Feuerwehrbeamter muss keine Geldbuße wegen Facebook-Posting zahlen

Mitte April hatte sich die Stadt Düsseldorf mit den Feuerwehrleuten und der Gewerkschaft über die Bezahlung von Überstunden aus den Jahren 2001 bis 2005 geeinigt. Dieser Streit war Ursache des wütenden Facebook-Postings
Mitte April hatte sich die Stadt Düsseldorf mit den Feuerwehrleuten und der Gewerkschaft über die Bezahlung von Überstunden aus den Jahren 2001 bis 2005 geeinigt. Dieser Streit war Ursache des wütenden Facebook-Postings
Foto: Lars Heidrich / WAZ FotoPool
Was wir bereits wissen
Der Streit über die Disziplinarverfahren gegen Düsseldorfer Feuerwehrleute geht zu Ende. Der Beamte, der die Stadtspitze bei Facebook beleidigt hatte, muss keine Geldbuße zahlen, erhält aber einen Verweis. Der sei zwar nicht gerechtfertigt, so die Gewerkschaft, aber Ziel sei, dass Ruhe einkehre.

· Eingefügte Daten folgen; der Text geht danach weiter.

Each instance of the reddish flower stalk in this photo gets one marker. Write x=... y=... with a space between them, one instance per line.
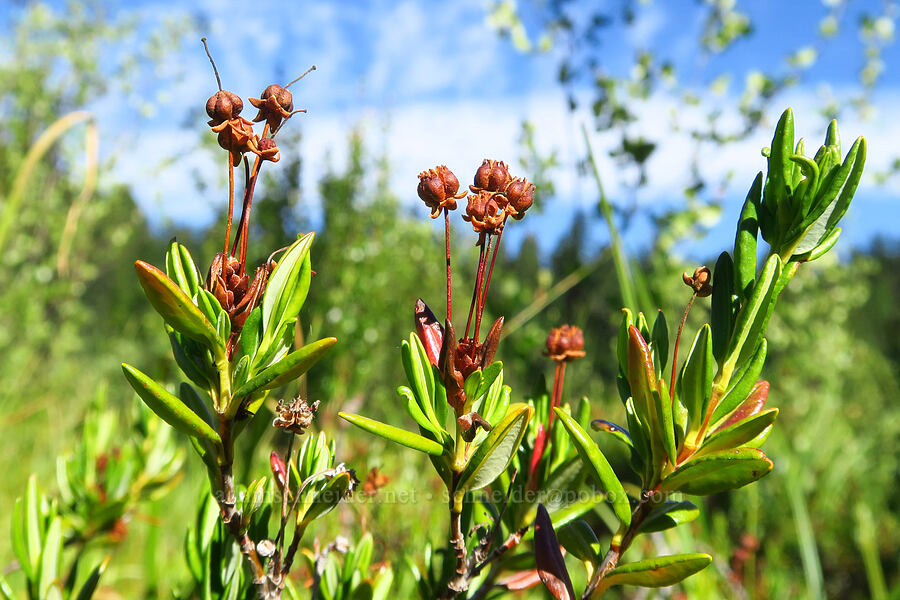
x=447 y=242
x=479 y=297
x=699 y=282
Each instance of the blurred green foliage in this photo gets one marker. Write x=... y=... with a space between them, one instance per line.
x=829 y=514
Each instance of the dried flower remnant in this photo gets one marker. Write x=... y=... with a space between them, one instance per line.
x=700 y=281
x=375 y=480
x=565 y=343
x=295 y=416
x=438 y=189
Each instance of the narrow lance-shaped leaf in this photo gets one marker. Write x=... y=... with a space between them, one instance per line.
x=168 y=407
x=753 y=316
x=660 y=339
x=722 y=312
x=696 y=378
x=287 y=287
x=597 y=464
x=497 y=450
x=288 y=368
x=745 y=242
x=174 y=305
x=663 y=407
x=184 y=274
x=550 y=563
x=718 y=472
x=661 y=571
x=746 y=380
x=395 y=434
x=93 y=580
x=740 y=433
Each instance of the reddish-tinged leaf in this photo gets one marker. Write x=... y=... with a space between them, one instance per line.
x=174 y=306
x=539 y=441
x=550 y=564
x=641 y=375
x=278 y=468
x=749 y=407
x=429 y=330
x=521 y=580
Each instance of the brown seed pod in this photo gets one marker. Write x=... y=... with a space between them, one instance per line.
x=520 y=196
x=275 y=104
x=700 y=282
x=565 y=343
x=437 y=189
x=492 y=176
x=223 y=106
x=484 y=212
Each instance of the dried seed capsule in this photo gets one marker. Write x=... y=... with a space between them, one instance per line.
x=275 y=104
x=266 y=149
x=492 y=176
x=437 y=189
x=485 y=213
x=295 y=416
x=565 y=343
x=700 y=282
x=223 y=106
x=520 y=196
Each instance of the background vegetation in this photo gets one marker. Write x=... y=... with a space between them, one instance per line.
x=827 y=522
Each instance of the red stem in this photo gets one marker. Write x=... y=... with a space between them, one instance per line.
x=230 y=202
x=559 y=375
x=678 y=341
x=487 y=282
x=479 y=309
x=447 y=240
x=481 y=258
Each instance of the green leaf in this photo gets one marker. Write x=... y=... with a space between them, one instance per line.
x=325 y=499
x=669 y=514
x=50 y=553
x=412 y=407
x=739 y=433
x=849 y=189
x=718 y=472
x=578 y=538
x=181 y=269
x=754 y=315
x=745 y=242
x=189 y=359
x=20 y=538
x=597 y=464
x=744 y=384
x=696 y=378
x=288 y=368
x=550 y=563
x=6 y=592
x=90 y=585
x=617 y=431
x=488 y=376
x=175 y=307
x=780 y=168
x=249 y=340
x=495 y=453
x=641 y=374
x=395 y=434
x=660 y=342
x=168 y=407
x=415 y=369
x=723 y=306
x=663 y=407
x=287 y=287
x=661 y=571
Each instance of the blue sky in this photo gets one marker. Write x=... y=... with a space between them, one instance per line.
x=432 y=82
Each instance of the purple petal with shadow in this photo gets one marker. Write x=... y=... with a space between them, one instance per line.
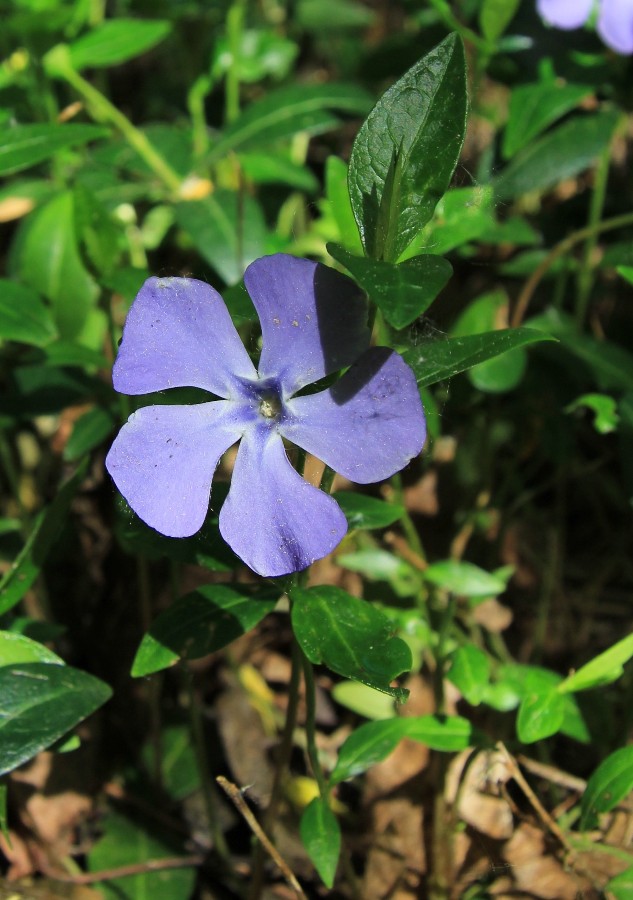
x=369 y=425
x=615 y=25
x=272 y=518
x=565 y=13
x=314 y=320
x=179 y=333
x=164 y=457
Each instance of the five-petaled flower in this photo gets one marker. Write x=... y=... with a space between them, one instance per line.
x=614 y=25
x=366 y=426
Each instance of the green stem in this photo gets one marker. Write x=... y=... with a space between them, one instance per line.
x=57 y=64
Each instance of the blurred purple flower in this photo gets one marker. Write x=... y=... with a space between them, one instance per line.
x=614 y=25
x=366 y=426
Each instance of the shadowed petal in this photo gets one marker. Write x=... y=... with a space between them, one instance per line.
x=368 y=425
x=615 y=25
x=314 y=320
x=273 y=519
x=164 y=457
x=565 y=13
x=179 y=333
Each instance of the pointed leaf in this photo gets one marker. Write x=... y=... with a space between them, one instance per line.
x=405 y=153
x=350 y=636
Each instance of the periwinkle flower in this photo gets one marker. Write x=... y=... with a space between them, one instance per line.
x=366 y=426
x=614 y=25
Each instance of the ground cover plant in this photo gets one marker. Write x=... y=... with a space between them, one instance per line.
x=316 y=427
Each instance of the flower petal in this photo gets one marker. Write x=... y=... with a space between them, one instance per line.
x=615 y=25
x=565 y=13
x=273 y=519
x=164 y=457
x=368 y=425
x=179 y=333
x=314 y=320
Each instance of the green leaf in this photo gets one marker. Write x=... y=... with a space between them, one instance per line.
x=199 y=623
x=540 y=715
x=621 y=887
x=535 y=106
x=282 y=113
x=46 y=257
x=16 y=648
x=23 y=315
x=229 y=232
x=438 y=360
x=464 y=579
x=115 y=41
x=611 y=782
x=40 y=703
x=405 y=153
x=48 y=525
x=503 y=373
x=126 y=842
x=495 y=16
x=369 y=744
x=22 y=146
x=402 y=292
x=603 y=669
x=470 y=673
x=349 y=636
x=362 y=511
x=604 y=408
x=321 y=836
x=562 y=153
x=89 y=432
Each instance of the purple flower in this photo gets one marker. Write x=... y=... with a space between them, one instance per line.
x=615 y=19
x=366 y=426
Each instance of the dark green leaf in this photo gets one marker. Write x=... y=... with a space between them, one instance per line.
x=535 y=106
x=229 y=232
x=402 y=292
x=23 y=315
x=562 y=153
x=22 y=146
x=48 y=525
x=438 y=360
x=362 y=511
x=350 y=636
x=282 y=113
x=200 y=623
x=321 y=837
x=611 y=782
x=115 y=41
x=405 y=152
x=40 y=703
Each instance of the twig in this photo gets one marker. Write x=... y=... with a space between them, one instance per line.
x=235 y=795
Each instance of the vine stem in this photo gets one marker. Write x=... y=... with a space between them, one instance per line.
x=524 y=298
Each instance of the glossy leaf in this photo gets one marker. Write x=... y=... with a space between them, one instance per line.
x=464 y=579
x=115 y=41
x=40 y=703
x=402 y=292
x=611 y=782
x=200 y=623
x=535 y=106
x=282 y=113
x=362 y=511
x=438 y=360
x=48 y=525
x=406 y=150
x=321 y=836
x=603 y=669
x=23 y=146
x=565 y=151
x=24 y=316
x=349 y=636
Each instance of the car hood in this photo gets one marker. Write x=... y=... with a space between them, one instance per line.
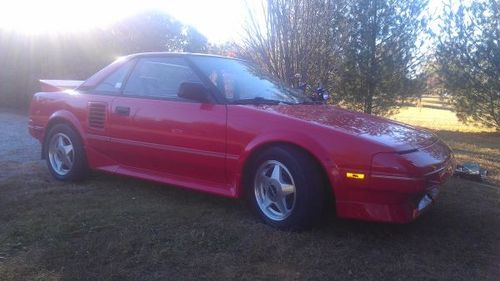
x=377 y=129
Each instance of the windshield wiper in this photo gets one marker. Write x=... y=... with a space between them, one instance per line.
x=259 y=100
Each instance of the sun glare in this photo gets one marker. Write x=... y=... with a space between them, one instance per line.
x=59 y=16
x=219 y=20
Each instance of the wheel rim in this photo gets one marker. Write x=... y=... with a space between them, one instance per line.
x=61 y=154
x=275 y=190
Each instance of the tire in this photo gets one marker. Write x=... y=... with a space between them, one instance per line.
x=65 y=154
x=284 y=188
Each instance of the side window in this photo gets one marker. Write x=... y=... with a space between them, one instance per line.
x=159 y=77
x=113 y=83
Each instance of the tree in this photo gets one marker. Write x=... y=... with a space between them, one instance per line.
x=378 y=70
x=290 y=37
x=363 y=52
x=468 y=57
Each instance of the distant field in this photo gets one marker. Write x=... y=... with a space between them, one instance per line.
x=435 y=114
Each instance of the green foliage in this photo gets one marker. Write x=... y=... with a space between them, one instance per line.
x=363 y=52
x=378 y=67
x=24 y=59
x=468 y=57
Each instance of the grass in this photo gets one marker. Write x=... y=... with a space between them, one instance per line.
x=116 y=228
x=434 y=113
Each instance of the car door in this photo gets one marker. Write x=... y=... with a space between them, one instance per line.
x=154 y=131
x=99 y=101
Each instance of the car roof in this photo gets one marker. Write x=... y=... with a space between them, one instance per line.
x=177 y=54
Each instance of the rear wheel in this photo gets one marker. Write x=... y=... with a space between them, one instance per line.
x=285 y=189
x=65 y=155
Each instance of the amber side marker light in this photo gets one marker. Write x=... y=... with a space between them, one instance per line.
x=357 y=176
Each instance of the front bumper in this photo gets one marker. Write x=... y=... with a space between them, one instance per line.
x=395 y=199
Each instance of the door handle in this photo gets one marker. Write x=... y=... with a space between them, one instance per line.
x=122 y=110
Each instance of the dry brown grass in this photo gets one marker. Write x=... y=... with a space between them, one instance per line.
x=116 y=228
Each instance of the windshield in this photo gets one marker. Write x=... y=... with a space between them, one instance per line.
x=242 y=83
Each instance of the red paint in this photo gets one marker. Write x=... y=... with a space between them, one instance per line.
x=205 y=146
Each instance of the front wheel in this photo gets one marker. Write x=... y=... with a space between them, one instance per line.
x=64 y=154
x=285 y=189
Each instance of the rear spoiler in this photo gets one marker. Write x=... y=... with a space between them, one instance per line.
x=59 y=85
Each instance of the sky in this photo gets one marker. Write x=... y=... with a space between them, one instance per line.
x=219 y=20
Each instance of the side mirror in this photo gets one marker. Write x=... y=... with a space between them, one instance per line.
x=194 y=91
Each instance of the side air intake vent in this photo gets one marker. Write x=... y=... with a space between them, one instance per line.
x=97 y=115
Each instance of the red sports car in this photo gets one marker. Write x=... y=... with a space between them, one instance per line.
x=219 y=125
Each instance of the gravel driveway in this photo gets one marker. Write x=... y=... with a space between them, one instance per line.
x=16 y=144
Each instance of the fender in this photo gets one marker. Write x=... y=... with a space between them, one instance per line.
x=298 y=139
x=69 y=117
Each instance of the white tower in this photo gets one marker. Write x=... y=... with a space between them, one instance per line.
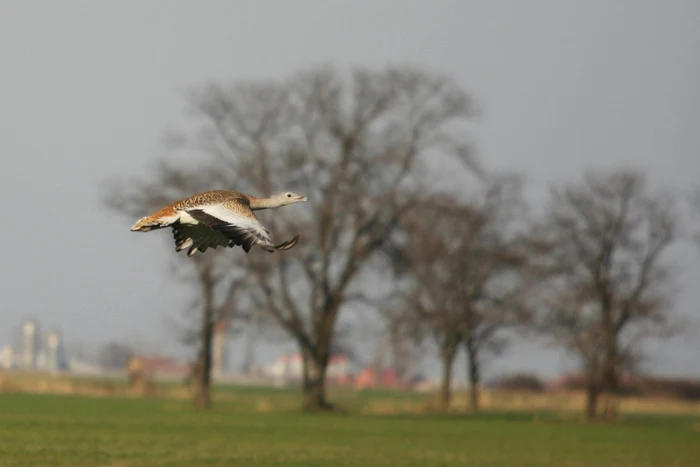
x=53 y=348
x=29 y=344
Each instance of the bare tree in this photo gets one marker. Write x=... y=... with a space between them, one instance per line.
x=359 y=149
x=463 y=268
x=602 y=244
x=217 y=280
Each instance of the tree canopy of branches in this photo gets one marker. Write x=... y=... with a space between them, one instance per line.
x=461 y=278
x=602 y=244
x=359 y=147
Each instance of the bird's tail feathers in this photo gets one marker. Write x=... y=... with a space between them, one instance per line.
x=285 y=245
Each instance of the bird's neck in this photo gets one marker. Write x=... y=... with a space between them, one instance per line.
x=257 y=204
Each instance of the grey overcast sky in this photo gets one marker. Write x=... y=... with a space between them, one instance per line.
x=88 y=88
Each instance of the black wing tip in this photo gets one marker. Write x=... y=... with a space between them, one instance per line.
x=288 y=244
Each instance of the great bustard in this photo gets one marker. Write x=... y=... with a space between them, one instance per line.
x=219 y=218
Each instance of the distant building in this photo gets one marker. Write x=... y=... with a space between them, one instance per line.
x=156 y=366
x=7 y=357
x=30 y=344
x=54 y=352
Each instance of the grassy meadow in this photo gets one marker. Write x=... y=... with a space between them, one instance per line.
x=262 y=427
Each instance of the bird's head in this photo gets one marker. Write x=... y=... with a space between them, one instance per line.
x=288 y=197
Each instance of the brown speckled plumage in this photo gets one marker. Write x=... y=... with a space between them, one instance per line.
x=211 y=197
x=218 y=218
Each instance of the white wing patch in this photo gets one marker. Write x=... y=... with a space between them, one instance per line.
x=236 y=228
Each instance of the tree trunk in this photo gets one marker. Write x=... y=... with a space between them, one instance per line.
x=202 y=396
x=474 y=375
x=314 y=384
x=448 y=356
x=592 y=393
x=610 y=377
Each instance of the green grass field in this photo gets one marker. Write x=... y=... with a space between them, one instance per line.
x=43 y=431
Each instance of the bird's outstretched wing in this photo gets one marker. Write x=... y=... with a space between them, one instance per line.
x=226 y=224
x=197 y=237
x=240 y=228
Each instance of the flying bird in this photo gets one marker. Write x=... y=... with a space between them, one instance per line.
x=219 y=218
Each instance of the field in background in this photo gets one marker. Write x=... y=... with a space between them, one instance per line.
x=50 y=430
x=377 y=402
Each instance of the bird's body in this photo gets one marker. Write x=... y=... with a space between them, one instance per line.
x=218 y=218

Düsseldorf.. Die Düsseldorfer Stadtspitze hat das Disziplinarverfahren gegen mehrere Feuerwehrleute jetzt mit einem Verweis und "Missbilligungen" beendet. Die ursprünglich beabsichtigte Geldbuße von 500 Euro wurde von der Stadt fallen gelassen. Stattdessen erhält der Feuerwehrmann, der bei Facebook einen polemischen Eintrag gegen die Stadtspitze veröffentlicht hatte, einen Verweis. Den anderen acht Männern, die mit einem Klick auf den „Gefällt mir“-Button den Eintrag gutgeheißen hatten, wird eine "Missbilligung" des Arbeitgebers ausgesprochen.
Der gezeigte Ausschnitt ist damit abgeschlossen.